Discussion of these results centers on the interplay between composition parameters and their impact on the microstructure and properties of machine tool castings. Carbon equivalent emerges as the dominant factor for tensile strength because it directly controls the eutectic reaction and graphite precipitation. A higher CE within the optimal range (3.60–3.67%) reduces chilling tendencies and minimizes carbides, leading to improved strength. However, excessive CE can result in coarse graphite and reduced strength, as seen in Level III. The silicon-carbon ratio is equally critical; a lower carbon content (around 3.0%) combined with higher silicon (1.8–2.0%) enhances strength by reducing free carbon and strengthening the ferritic matrix through solid solution hardening. This is described by the relationship: $$Si/C \propto \sigma_b$$ where a balanced ratio minimizes defects like shrinkage and cracking in machine tool castings. Inoculation improves tensile strength by promoting fine, uniform graphite flakes, which act as crack arresters and reduce stress concentrations. The effect follows a diminishing returns curve: $$\Delta \sigma_b = k_3 \cdot \ln(Inoc)$$ where \(k_3\) is a constant, indicating that beyond 0.5–0.7% inoculation, gains in strength plateau. Manganese contributes to strength and hardness by increasing pearlite content, with its effect modeled as: $$\sigma_b \propto Mn^{0.5}$$ reflecting its moderate influence.

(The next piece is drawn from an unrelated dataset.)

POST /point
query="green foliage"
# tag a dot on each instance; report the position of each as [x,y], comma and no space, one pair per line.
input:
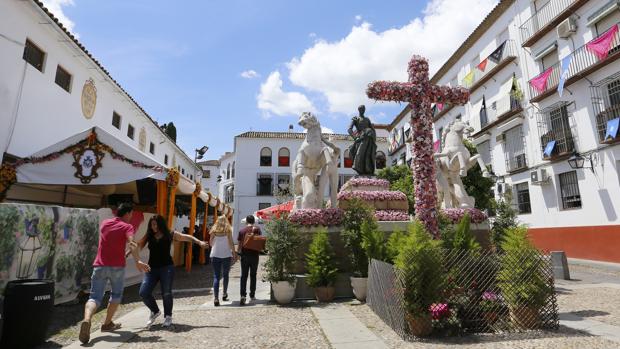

In practical applications, these findings were implemented to produce machine tool castings for a rear bed component, which had previously suffered from high rejection rates due to cracking. We adjusted the molten iron composition to target: carbon content of 3.0–3.1%, silicon content of 1.8–2.0%, carbon equivalent of 3.60–3.67%, inoculation amount of 0.5–0.6%, and manganese content of 0.8–1.0%. This optimized composition resulted in tensile strengths exceeding 300 MPa and hardness values around 185–195 HB, meeting the required specifications for subsequent induction hardening. The castings exhibited improved density, reduced cracking, and consistent performance after heat treatment, achieving a hardness of over 45 HRC post-quenching. Compared to previous compositions with lower silicon and higher carbon, which led to porosity and low strength, the new formulation enhanced fluidity, reduced white iron formation, and minimized residual stresses. This success underscores the importance of a holistic approach to composition design for machine tool castings, where factors like carbon equivalent and silicon-carbon balance are prioritized over traditional low-carbon paradigms.
In conclusion, the optimization of molten iron composition is pivotal for producing high-performance machine tool castings. Our experiments demonstrate that a carbon equivalent of 3.60–3.67%, combined with a carbon content of 3.0–3.1%, silicon content of 1.8–2.0%, inoculation of 0.5–0.6%, and manganese content of 0.8–1.0%, yields optimal tensile strength and controlled hardness. This composition mitigates defects such as cracking and chilling, while ensuring adequate mechanical properties for demanding applications. The use of orthogonal experimental design and statistical analysis provided a robust framework for identifying key factors and their interactions, enabling efficient process improvement. Future work could explore additional elements like chromium or copper to further enhance properties, but the current findings offer a reliable foundation for quality assurance in machine tool casting production. By adopting these optimized parameters, foundries can achieve consistent, high-quality outputs, reducing waste and improving the durability of critical components in machining centers and other industrial equipment.